Daniel Craig and Liev Schreiber are the only two well-known actors in the film, which has a relatively unknown and obscure cast. The story line centers on four Jewish brothers who escape to the woods from Nazi-occupied Poland. During the course of the war, the brothers, along with other escaped Jews, fight with the Russians against the Nazis. Over time, the brothers support more than 1,200 refuges in a village built in the forest. 

Craig has the feature role in the film, starring as Tuvia Bielski, the leader of the group that is spending the war in the woods away from Nazi occupation.

He takes on many responsibilities such as provider, leader, protector, friend and guardian. His decisions and even his character are questioned at times by members of the group and his own family. Chartered on a course of least resistance, the group only fights backs when the Germans come knocking at their door.

In the second leading role is Liev Schreiber as Zus Bielski. Zus’s character is the opposite of Tuvia because he wants to take the fight to the Germans and make them pay for what they have done. Tuvia and Zus’s ideas on leadership constantly clash and usually end up in a fistfight. Because of his strong feelings, he leaves and a number of men go with him to join the partisans in the fight against the common enemy.

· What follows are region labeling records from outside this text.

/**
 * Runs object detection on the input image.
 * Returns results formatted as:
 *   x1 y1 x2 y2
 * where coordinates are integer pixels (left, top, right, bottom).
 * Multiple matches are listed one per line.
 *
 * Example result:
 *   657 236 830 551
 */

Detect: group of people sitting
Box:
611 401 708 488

The film speaks well of the character of the four brothers and the people that they saved. Despite the world going falling apart around them, they still manage to retain their humanity and dignity.

Other films that have painted a unique and very realistic portrait include “Schindler’s List” and “The Pianist” – two other must-sees if you’re looking for something to rent at the video store. 

The film is based on a true story and is an adaptation of Nechama Tec’s book, “Defiance: The Bielski Partisans.” See it to know the importance of the story and its reminder to remember the brave acts and self-sacrifice of ordinary people. 

The film is rated R for violence and language.